Inhalt
Im Kapstadt der späten 50er und frühen 60er Jahre fühlt sich der Mathematikstudent John zunehmend unwohl: er will raus aus dem Südafrika der Apartheid, Dichter werden und eine Frau kennen lernen, die seine Leidenschaft weckt. Er wandert nach London aus, mit dem Ziel, seine Verbindungen zu seinem Heimatland möglichst abzubrechen und ein neues Leben zu beginnen. Seine Arbeit als Programmierer bei IBM kostet ihn jedoch Zeit und Kraft und seine Affären erfüllen ihn nicht. Nebenbei versucht er zu schreiben - Gedichte, Prosa, eine Magisterarbeit über Ford Madox Ford. Er liest viel, kennt die Buchläden in London besser als die Touristenattraktionen - doch menschliche Kontakte und Freundschaften fehlen ihm, er fühlt sich zunehmend einsam und kann keine neue Heimat in London finden.
Meinung
Der - in wie hohem Maß, weiß ich nicht genau - autobiographische Roman von J.M.Coetzee schildert meiner Meinung nach sehr authentisch die Lebenssituation eines jungen Mannes, der mehr will - mehr als ein durchschnittlicher Student sein, mehr als ein aus seiner Sicht durchschnittliches Leben führen. Er will etwas Großes schaffen, notfalls auch zu dem Preis, unglücklich zu sein. Seine Vorstellungen von dem unglücklichen, dafür aber genialen Dichter, der er gerne wäre, muten teilweise recht naiv an und überhaupt ist er in seinem Verhalten und Denken häufig recht unreif. Er scheint häufig auf etwas zu warten - ein Ereignis oder eine Frau, die ihn aus seiner momentanen Situation herausholt, ihn einen neuen besseren Menschen und einen größeren Dichter werden lässt.
Vor allem aber sucht er nach sich selbst, versucht eine klare Richtung für sich zu finden - und steckt dabei einige Rückschläge ein. Er grübelt unheimlich viel, vor allem über Autoren, die er gut oder schlecht findet. Überraschend war für mich, dass ich diese Grübeleien sehr gerne gelesen habe, obwohl ich etliche von den Autoren nur vom Namen her kenne. Vielleicht deswegen, weil ich die Art und Weise, wie er über sie nachdenkt, kenne - mit Hinblick darauf, was er an diesen Autoren schätzt, welche er als Vorbild für sich selbst sieht.
In Johns Sehnsucht nach etwas Großem, seiner häufigen Unzufriedenheit und Einsamkeit und auch in dem Wunsch danach, unabhängig sein zu können konnte ich mich recht häufig wieder finden.
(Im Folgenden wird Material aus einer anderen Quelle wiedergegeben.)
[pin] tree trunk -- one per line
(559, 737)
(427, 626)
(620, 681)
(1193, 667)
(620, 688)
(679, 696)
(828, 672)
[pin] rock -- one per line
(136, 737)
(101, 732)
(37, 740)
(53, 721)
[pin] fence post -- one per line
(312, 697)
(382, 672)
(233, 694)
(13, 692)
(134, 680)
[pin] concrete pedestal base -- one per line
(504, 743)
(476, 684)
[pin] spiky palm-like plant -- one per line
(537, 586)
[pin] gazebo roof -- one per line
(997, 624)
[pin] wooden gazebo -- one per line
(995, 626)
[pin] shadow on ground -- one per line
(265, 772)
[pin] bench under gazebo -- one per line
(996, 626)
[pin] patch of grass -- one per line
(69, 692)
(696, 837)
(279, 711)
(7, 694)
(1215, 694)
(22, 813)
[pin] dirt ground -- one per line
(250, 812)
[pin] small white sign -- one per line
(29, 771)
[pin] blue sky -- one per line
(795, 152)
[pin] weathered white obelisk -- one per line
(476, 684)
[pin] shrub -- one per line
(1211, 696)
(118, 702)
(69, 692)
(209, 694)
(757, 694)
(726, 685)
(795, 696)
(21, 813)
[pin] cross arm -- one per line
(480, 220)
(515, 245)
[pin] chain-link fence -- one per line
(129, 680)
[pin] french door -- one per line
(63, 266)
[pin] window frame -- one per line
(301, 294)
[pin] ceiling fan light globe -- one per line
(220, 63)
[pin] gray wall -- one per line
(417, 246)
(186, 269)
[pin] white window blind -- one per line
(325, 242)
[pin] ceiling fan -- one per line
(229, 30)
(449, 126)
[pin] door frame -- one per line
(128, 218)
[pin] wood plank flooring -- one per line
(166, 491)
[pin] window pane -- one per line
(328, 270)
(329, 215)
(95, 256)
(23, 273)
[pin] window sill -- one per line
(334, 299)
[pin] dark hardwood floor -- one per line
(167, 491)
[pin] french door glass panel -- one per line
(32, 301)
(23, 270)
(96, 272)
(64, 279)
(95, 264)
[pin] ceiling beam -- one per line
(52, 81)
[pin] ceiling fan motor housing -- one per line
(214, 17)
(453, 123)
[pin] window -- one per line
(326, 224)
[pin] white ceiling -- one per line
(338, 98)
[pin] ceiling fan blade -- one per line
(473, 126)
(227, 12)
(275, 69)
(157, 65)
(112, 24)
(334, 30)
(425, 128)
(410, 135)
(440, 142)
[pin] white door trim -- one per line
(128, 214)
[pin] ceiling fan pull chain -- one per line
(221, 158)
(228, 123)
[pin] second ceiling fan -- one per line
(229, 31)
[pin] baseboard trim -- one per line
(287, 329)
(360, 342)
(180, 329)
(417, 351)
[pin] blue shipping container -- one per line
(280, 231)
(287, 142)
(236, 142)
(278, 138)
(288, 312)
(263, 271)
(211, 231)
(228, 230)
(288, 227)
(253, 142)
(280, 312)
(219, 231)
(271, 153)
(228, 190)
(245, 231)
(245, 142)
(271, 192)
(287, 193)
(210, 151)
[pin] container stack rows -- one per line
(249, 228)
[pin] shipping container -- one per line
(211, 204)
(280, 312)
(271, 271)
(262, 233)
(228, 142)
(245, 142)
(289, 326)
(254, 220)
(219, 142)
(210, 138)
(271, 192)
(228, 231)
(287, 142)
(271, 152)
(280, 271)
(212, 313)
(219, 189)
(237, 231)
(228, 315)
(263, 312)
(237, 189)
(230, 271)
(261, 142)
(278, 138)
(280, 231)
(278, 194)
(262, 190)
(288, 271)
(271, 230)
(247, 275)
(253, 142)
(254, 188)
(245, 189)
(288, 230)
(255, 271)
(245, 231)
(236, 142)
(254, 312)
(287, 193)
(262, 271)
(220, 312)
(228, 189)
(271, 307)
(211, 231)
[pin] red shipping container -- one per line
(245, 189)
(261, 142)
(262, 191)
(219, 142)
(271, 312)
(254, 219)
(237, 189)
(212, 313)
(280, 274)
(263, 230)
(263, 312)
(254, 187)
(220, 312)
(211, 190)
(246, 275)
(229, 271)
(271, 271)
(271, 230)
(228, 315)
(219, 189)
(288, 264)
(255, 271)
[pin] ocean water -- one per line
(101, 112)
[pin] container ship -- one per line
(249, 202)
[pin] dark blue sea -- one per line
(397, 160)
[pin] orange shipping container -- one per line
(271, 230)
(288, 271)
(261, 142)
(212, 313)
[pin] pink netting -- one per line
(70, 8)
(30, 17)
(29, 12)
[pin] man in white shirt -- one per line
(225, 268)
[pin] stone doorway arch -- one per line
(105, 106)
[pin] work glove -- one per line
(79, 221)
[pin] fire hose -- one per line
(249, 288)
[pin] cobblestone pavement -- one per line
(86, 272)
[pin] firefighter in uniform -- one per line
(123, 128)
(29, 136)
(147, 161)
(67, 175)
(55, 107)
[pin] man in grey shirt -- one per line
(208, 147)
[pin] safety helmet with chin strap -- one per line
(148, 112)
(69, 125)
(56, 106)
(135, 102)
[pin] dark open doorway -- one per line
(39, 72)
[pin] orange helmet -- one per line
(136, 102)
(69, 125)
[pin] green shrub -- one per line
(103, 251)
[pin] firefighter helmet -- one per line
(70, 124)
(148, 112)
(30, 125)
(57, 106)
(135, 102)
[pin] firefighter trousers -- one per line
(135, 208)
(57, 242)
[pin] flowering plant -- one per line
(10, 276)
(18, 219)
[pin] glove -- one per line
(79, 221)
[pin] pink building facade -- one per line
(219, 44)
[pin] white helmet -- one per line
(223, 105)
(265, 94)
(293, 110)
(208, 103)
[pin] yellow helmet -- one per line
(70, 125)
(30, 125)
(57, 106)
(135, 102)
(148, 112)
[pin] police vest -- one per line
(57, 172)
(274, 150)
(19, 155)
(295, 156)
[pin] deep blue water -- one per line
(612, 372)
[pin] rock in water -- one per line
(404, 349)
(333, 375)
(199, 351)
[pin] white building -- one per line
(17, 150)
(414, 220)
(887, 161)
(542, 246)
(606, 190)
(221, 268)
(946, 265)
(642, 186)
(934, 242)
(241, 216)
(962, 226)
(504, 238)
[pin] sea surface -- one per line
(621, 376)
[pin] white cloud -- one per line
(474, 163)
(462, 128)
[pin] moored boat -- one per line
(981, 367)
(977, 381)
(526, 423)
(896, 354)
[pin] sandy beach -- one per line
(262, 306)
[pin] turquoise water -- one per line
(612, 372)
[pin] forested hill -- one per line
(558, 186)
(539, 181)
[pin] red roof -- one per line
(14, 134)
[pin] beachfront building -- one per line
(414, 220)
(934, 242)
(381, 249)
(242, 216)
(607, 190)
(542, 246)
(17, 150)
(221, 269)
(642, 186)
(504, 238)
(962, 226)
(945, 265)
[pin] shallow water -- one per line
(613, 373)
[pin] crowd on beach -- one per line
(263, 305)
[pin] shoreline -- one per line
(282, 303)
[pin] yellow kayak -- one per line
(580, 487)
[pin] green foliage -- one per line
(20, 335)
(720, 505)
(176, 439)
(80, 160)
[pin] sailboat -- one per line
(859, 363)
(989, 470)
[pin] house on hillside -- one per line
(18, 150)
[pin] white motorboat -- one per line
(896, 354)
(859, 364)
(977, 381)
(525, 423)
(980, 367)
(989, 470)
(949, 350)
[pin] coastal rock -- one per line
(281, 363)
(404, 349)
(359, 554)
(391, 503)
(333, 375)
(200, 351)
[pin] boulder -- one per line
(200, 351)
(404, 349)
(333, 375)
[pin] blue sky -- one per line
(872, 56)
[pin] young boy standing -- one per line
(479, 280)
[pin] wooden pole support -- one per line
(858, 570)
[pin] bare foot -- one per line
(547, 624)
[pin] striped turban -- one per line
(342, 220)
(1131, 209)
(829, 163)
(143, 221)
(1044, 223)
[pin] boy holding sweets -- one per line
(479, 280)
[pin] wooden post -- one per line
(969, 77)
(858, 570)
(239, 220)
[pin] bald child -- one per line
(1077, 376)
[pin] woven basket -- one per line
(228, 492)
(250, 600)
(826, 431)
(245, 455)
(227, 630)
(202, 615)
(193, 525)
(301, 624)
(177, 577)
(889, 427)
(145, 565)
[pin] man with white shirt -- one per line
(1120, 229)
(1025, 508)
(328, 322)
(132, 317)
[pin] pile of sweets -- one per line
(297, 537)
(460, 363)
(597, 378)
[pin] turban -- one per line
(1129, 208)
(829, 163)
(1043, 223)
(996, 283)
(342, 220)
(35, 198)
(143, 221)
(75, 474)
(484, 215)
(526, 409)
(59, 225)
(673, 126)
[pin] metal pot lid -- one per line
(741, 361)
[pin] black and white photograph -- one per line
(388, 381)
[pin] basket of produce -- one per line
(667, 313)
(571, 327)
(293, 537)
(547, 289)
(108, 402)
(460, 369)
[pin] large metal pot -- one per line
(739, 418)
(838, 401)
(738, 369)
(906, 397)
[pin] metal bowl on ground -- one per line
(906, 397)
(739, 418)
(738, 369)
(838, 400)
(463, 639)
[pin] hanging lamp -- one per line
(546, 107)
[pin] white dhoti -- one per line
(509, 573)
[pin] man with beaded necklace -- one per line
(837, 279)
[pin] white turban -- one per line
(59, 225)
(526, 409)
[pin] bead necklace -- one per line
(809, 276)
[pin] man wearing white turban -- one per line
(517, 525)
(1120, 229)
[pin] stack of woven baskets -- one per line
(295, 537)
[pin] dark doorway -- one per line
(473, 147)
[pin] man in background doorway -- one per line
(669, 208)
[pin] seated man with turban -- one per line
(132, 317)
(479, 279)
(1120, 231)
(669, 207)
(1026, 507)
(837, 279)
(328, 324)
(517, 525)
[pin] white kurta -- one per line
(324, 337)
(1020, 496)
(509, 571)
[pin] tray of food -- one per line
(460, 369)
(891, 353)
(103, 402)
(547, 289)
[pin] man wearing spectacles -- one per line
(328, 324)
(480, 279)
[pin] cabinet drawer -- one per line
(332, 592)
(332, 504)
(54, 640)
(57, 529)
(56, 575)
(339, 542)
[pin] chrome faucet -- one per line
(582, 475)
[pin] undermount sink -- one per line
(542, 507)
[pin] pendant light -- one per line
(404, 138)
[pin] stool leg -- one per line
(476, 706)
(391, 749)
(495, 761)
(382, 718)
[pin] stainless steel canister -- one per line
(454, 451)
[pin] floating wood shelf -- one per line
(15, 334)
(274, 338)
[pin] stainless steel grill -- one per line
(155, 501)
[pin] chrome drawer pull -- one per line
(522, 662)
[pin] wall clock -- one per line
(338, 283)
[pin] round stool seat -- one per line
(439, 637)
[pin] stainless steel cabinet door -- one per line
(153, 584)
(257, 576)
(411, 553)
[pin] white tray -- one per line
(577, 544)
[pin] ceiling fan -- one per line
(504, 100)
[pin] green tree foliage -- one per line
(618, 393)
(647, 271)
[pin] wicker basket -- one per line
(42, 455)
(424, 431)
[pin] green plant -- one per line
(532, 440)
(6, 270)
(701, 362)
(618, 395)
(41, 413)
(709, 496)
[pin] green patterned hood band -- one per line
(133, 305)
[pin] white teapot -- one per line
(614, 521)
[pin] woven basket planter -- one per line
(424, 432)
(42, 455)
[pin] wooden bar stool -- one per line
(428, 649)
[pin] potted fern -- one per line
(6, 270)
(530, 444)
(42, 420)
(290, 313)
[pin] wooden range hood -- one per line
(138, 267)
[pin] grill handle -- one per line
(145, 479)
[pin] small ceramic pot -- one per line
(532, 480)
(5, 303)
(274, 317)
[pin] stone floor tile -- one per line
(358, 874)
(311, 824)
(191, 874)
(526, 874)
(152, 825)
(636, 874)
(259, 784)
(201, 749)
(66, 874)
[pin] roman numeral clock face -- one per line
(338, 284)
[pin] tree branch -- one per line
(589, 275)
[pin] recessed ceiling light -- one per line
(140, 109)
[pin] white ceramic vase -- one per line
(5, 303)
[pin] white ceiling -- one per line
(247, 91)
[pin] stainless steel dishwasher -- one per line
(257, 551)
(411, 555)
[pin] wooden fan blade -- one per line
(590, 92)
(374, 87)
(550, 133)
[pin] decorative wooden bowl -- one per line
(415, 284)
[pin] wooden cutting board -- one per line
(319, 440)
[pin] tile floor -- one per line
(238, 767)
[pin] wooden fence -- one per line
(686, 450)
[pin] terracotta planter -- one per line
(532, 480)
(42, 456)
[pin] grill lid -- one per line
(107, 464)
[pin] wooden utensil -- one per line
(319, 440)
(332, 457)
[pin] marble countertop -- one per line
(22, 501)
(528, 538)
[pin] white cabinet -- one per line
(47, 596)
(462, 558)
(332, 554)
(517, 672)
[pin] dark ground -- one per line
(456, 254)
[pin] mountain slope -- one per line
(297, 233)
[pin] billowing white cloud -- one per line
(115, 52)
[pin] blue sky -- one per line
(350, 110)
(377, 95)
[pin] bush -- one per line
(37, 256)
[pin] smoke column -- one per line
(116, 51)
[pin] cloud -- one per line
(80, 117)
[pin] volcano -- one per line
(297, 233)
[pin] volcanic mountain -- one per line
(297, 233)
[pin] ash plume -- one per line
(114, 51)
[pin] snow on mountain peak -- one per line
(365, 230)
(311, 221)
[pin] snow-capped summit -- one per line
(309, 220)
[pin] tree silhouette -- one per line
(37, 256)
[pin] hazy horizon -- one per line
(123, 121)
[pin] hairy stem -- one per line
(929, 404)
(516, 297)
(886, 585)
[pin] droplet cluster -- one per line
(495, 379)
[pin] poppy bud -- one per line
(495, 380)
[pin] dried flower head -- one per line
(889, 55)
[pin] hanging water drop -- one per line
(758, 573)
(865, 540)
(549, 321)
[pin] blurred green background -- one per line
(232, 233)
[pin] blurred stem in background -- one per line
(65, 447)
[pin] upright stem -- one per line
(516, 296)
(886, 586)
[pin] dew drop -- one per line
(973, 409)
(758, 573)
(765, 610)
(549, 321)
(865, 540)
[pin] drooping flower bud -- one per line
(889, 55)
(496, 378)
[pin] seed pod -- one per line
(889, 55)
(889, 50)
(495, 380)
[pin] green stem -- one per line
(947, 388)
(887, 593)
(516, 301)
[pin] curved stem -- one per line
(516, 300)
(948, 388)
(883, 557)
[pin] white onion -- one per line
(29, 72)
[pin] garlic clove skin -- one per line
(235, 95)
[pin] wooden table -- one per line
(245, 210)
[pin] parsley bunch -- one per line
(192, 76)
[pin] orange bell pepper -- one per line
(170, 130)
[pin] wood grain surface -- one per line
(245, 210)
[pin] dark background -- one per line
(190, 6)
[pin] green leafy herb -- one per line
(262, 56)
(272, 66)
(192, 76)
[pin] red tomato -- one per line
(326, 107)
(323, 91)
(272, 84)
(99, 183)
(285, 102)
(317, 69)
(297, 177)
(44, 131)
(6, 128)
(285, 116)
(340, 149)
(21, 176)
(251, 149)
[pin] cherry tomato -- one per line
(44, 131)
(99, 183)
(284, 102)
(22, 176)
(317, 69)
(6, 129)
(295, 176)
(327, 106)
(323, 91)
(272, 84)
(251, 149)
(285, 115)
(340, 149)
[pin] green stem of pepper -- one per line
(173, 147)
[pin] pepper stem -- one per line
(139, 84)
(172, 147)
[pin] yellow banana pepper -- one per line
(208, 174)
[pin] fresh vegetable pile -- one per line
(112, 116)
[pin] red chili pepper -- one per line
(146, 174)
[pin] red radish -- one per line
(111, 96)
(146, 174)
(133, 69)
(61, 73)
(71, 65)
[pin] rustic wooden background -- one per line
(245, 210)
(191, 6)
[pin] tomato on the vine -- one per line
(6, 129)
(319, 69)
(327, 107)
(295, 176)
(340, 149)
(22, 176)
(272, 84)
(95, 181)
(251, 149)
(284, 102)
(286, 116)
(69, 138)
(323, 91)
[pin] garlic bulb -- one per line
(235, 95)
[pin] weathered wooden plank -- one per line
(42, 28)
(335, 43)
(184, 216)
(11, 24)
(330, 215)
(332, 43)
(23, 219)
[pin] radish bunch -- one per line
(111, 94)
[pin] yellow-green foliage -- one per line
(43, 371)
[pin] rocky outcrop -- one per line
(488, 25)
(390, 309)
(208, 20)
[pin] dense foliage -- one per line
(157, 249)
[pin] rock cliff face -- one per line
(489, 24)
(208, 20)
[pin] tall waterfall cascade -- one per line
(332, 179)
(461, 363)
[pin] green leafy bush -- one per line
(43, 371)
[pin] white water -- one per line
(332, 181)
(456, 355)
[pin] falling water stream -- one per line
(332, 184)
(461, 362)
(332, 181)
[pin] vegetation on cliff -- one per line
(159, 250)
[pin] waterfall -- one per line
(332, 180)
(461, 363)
Daher hat mir das Buch trotz eines relativ handlungsarmen Plots gut gefallen.
Nach "Schande" und "Warten auf die Barbaren" war das mein dritter Roman von Coetzee. Er war auf jeden Fall anders. Es gab weniger schockierende Ereignisse (wie zum Beispiel das Schlüsselereignis in "Schande" oder diverse grausame Szenen in "Warten auf die Barbaren"). Dafür mehr Nachdenken des Progatagonisten über sein Leben, sein Schreiben etc. Der Stil war weniger distanziert und weniger wertfrei. Gerade diesen distanzierten Stil schätze ich aber sehr, weswegen mir "Die jungen Jahre" nicht ganz so gut gefallen hat wie die beiden anderen Bücher.